Infrastructure and AWS:
While the AWS infrastructure allows operation teams a large amount of flexibility in terms of provisioning and managing resources, there are a few limitations of the infrastructure that teams have to be aware of and design around.
Addressing EC2 instances consistently
Almost every addressable infrastructure element (e.g. EC2 instances, elastic load balancers, RDS database end points, etc) has a dynamic IP. An EC2 instance has an internal IP / DNS and an external IP / DNS. This means that the internal name resolves to the internal IP and the external name resolves to an external IP. AWS recommends that the internal IP be used when addressing instances internally as this will ensure that traffic is routed to the instances internally rather than going out to the external network and coming back in. Both the internal and external IPs are dynamically allocated – this is done to facilitate failover and also because static IPs (especially external ones) are a very limited and scarce resource.
This also means that if the instance is terminated and re-instantiated there is no guarantee that the element will retain the same IP as before. This is especially important when using EC2 instances. Any kind of restart – stopping and restarting the instance (restarting it immediately does not cause this), instances that are brought up on another EC2 node if there is a failure on the original node, etc will cause the IP address of the instance to change. This can be a challenge especially if some other component has to address the instance or a component running on the instance e.g. the instance could be hosting an internally visible search engine or a database engine that is addressed by other components within the infrastructure by a search URL or a JDBC url that has the IP address / hostname of the host server.

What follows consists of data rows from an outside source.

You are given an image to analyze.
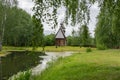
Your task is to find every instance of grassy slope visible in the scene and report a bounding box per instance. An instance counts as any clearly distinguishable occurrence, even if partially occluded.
[33,50,120,80]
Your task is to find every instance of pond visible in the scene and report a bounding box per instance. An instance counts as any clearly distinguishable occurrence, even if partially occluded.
[0,51,43,80]
[0,51,72,80]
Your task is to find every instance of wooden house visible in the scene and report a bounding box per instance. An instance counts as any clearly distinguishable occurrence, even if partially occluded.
[55,24,66,46]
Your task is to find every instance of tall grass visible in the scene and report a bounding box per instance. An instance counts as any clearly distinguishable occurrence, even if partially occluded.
[33,50,120,80]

NOTE : We need to verify that for a vanilla instancethe external name resolves to external IP internally? Anyone?
One way to overcome this is to have a static IP associated to an EC2 instance. Once a server is assigned a static IP, it has been seen that the external DNS name when resolved internally, resolves to the internal IP of the server as opposed to the external IP of the server.

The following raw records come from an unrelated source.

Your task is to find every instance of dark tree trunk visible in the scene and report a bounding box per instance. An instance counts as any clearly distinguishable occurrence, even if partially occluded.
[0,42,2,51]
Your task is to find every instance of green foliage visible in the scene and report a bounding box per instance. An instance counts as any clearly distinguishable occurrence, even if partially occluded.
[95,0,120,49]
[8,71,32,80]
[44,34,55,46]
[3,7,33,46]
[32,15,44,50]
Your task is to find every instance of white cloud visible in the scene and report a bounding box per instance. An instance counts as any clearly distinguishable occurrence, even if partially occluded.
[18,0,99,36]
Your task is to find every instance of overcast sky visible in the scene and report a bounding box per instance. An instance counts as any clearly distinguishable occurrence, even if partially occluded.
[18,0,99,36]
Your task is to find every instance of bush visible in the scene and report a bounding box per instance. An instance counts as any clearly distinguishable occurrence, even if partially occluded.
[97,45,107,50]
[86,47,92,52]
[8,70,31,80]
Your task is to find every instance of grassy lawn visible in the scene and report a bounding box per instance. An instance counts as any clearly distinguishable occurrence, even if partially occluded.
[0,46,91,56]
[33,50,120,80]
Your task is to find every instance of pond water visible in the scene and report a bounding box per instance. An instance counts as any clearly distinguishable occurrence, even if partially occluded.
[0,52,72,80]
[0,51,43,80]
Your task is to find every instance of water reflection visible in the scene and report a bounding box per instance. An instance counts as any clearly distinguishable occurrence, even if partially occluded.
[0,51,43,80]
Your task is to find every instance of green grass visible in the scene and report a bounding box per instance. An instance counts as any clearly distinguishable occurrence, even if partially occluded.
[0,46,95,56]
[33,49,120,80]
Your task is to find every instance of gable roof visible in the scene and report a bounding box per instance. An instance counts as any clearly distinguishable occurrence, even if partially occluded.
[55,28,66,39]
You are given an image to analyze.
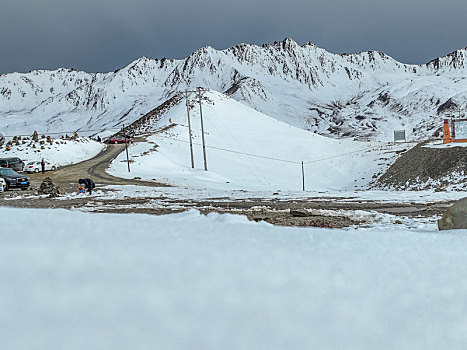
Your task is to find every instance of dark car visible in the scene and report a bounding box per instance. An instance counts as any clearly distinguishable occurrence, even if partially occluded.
[109,135,133,143]
[0,157,24,171]
[0,168,30,191]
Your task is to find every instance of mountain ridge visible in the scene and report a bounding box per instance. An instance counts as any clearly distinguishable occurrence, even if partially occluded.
[0,38,467,139]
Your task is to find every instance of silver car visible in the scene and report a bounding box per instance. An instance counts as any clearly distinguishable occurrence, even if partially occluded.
[23,161,57,173]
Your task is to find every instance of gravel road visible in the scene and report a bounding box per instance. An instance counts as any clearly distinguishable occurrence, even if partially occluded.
[0,145,451,228]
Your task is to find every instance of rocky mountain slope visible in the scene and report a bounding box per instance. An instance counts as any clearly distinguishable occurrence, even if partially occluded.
[0,39,467,141]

Assigning a static IP doesn’t mean that the EC2 instance will have a static address for the lifetime of the server, just that it will have a static address as long as the instance is up. If the instance is rebooted (either by the user or automatically on a failure), the intense will come back up with a dynamically allocated internal and external name and IP. Once the instance is back up, the static IP can be associated back to the instance. This could mean that instance startups have to be monitored and startup events scripted to achieve this automatically.

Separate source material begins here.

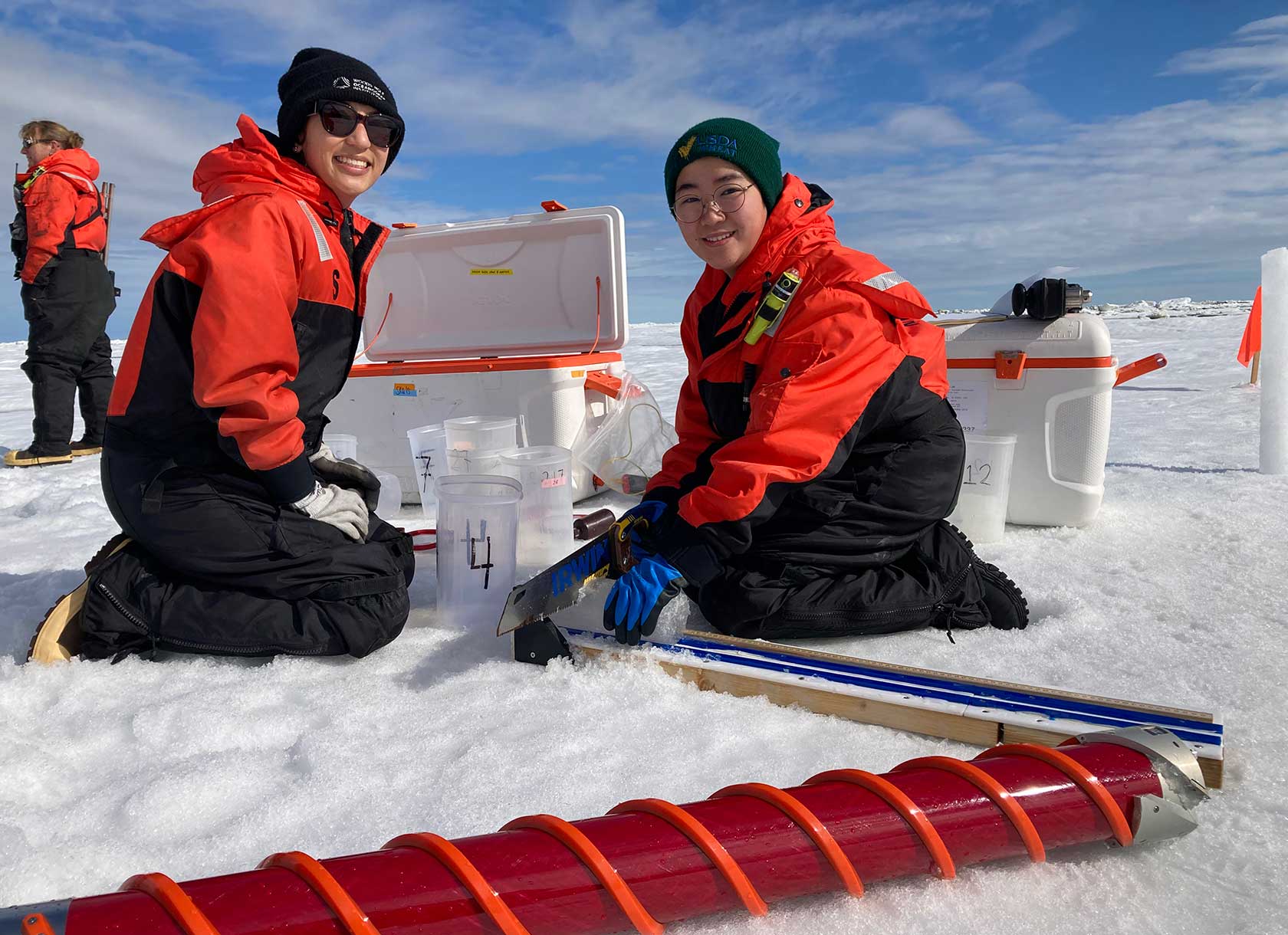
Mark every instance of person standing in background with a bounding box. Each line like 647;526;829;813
4;120;116;468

Another thing to note is that while the instance is being associated with a static IP, it will be unavailable for a small period of time while the association takes place. In our tests we have seen this time to be anywhere between 5 and 20 minutes.
An important point to note is that each AWS account is limited to only 5 static IPs that they can use. This is because static IPs are a rare commodity. If a user requires more than 5 IPs, they have to submit a case to AWS support who will then review the case for approval.
Active Directory(AD) / Domain Name Servers (DNS)
As previously noted, addressing instances / services on an EC2 instance is a challenge given the dynamic addresses of the servers. This is especially a problem when setting up something like an Active Directory within EC2. One way to mitigate the addressing of servers within your environment is to use a DNS server with a static IP address associated with it. Once a DNS server is setup within your environment, it should be easy enough for the administrator to allocate DNS names to these servers. Each EC2 instance is then configured to use the internal DNS server as the primary DNS server. In cases where these individual servers have their dynamic IP change on outages or restarts, the administrator can update the DNS records appropriately, allowing the servers / components to continue to access the services on these EC2 instances without having to be aware of the new dynamic IP.
Since the DNS server becomes key central sub-system within the architecture, it would be a good practice to have a secondary DNS server (possibly setup within another availability zone), also setup with a static IP, as a backup in case the primary DNS server goes down.
Elastic Load Balancing
Elastic Load balancers are a great resource when you want to have external traffic load-balanced to a group of servers. For maximum availability, performance and redundancy, these servers are distributed within more than one availability zone. This allows you to add or remove servers that are servicing requests during peak load and non-peak traffic hours. ELBs can also be configured with auto-scaling triggers such that server instances are added to or taken off automatically from the available pool of servers servicing user requests, when certain thresholds (e.g. CPU utilization, memory high-water marks etc.) are reached. Beneath the hoods, these ELBs are managed such that any outages in the underlying instances that service the requests at the ELB layer are handled automatically with minimal down time, to ensure that the ELB layer is available as much as possible.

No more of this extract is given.